For the project, presented last week at the IEEE International Conference on Robotics and Automation (ICRA) in Stockholm, Sweden, researchers used "nervous robot-tissue model that is inspired by the human skin structure" to determine how much pain the robot should feel for a given amount of force.
The model works just like human neurons, transmitting pain information in repetitive strikes if the force goes beyond certain thresholds. The researchers classify pain into light, moderate and severe, with robot reacting differently for each classification.
In order to demonstrate the robot's reaction to different classification of pain, the researchers mounted a BioTac tactile fingertip sensor, which can sense pressure and temperature, on a Kuka arm.
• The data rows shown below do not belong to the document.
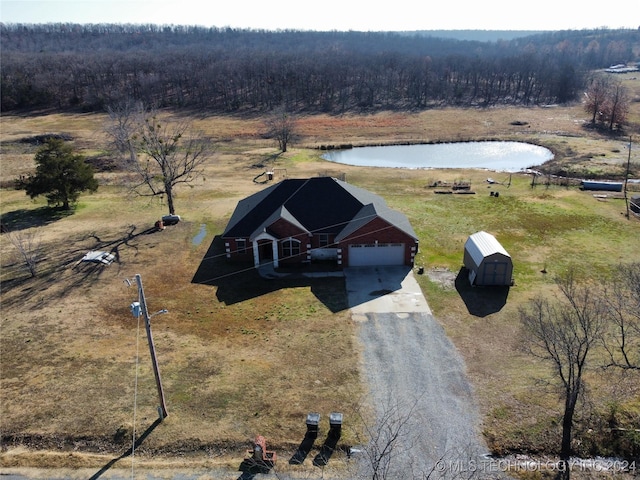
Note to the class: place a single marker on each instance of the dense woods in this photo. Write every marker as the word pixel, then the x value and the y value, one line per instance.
pixel 89 67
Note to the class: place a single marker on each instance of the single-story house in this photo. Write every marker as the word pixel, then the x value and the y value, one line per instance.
pixel 486 260
pixel 299 221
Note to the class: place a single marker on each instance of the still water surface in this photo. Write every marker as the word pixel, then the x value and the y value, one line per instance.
pixel 498 156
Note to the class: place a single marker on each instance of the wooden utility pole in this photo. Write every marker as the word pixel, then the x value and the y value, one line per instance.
pixel 162 409
pixel 626 178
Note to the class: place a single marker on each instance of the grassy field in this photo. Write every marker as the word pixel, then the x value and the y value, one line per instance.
pixel 240 355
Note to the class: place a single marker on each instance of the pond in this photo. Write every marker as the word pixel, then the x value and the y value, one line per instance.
pixel 490 155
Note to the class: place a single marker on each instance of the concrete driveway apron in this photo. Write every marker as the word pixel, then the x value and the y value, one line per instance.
pixel 412 366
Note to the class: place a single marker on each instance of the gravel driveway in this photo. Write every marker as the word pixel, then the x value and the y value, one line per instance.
pixel 416 377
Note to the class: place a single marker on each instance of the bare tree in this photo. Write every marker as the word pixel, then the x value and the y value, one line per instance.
pixel 163 153
pixel 564 333
pixel 618 105
pixel 29 247
pixel 621 298
pixel 596 98
pixel 282 127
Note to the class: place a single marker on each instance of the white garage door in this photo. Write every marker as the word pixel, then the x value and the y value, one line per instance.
pixel 361 255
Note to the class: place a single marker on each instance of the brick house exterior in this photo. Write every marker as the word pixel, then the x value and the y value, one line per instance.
pixel 299 221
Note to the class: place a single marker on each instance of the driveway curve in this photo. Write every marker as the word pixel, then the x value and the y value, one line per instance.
pixel 416 378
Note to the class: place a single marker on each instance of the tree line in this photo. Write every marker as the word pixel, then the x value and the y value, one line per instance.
pixel 90 67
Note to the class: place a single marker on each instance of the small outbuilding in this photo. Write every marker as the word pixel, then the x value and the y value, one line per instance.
pixel 486 260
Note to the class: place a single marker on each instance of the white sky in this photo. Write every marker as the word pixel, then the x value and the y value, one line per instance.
pixel 363 15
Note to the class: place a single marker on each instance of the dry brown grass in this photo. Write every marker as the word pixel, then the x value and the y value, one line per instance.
pixel 239 355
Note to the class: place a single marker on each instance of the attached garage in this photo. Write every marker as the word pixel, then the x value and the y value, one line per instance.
pixel 486 260
pixel 366 254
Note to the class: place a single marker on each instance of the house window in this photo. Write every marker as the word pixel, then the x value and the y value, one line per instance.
pixel 290 248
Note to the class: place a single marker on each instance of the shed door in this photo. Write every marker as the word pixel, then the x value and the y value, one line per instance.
pixel 361 255
pixel 495 273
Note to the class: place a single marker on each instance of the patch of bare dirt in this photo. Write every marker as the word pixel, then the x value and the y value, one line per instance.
pixel 442 276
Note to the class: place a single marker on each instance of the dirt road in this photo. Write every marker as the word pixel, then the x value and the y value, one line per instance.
pixel 416 377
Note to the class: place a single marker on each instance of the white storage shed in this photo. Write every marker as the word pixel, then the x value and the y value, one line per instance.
pixel 487 262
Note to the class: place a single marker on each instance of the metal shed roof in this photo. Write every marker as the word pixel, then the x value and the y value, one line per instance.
pixel 481 245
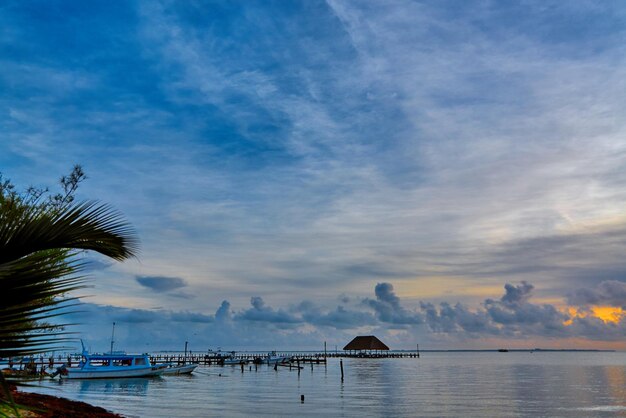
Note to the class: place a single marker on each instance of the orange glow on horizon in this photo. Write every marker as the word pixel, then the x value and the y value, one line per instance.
pixel 605 313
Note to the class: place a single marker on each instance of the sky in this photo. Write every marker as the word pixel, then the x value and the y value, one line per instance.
pixel 443 173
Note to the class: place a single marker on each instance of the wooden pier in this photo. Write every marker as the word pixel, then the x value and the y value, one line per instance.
pixel 38 364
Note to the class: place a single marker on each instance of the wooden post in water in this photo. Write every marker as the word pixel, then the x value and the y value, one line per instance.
pixel 341 365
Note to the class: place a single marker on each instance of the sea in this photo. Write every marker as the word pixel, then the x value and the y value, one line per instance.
pixel 438 384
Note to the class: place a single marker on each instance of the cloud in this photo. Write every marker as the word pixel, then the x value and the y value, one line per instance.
pixel 388 309
pixel 608 292
pixel 261 312
pixel 161 284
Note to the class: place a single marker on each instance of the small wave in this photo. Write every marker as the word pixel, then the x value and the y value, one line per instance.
pixel 604 408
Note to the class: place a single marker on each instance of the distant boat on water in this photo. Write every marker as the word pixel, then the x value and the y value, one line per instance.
pixel 173 369
pixel 115 365
pixel 273 358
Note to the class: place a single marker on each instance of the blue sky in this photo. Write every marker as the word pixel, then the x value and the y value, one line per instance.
pixel 440 172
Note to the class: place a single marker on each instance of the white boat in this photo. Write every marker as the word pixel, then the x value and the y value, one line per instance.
pixel 273 358
pixel 112 365
pixel 179 369
pixel 234 361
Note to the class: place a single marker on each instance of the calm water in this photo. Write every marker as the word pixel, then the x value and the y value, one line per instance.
pixel 436 385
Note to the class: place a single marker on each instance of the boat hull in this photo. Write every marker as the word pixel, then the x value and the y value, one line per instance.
pixel 109 374
pixel 174 370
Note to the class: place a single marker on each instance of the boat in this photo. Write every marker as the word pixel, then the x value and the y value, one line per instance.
pixel 111 365
pixel 173 369
pixel 234 361
pixel 273 358
pixel 231 360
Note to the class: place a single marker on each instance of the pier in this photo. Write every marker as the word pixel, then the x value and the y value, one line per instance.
pixel 38 364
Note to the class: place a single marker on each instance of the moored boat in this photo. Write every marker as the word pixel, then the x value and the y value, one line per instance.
pixel 173 369
pixel 113 365
pixel 273 358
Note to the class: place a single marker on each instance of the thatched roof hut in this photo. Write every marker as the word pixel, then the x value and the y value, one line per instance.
pixel 365 342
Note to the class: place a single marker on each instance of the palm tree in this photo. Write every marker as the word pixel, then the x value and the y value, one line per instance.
pixel 39 266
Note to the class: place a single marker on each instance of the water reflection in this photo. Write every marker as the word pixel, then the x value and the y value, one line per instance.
pixel 437 385
pixel 127 386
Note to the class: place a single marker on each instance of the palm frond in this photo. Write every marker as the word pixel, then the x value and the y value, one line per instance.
pixel 38 267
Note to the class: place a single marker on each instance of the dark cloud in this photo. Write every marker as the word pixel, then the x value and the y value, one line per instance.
pixel 160 283
pixel 388 309
pixel 263 313
pixel 339 318
pixel 512 316
pixel 223 312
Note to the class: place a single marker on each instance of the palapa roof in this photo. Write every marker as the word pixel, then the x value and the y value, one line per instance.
pixel 366 342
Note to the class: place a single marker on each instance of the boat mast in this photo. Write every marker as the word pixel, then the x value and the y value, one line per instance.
pixel 112 337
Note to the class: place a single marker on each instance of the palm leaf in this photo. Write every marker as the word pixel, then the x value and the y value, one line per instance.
pixel 38 267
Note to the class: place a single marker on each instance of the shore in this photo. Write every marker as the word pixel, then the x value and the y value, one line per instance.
pixel 55 407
For light pain, the robot will experience mild discomfort and will withdraw from the stimuli until the sensation is over. For moderate pain, the robot will withdraw quicker and farther from the stimuli. For severe pain, the robot will switch to passive mode, to avoid further damage.
According to the researchers, letting robots feel and react to different levels of pain may provide safer environment for the robot and human worker that work alongside with it. They noted that undetected damages in robots can lead to accidents causing potential danger for the humans in its proximity.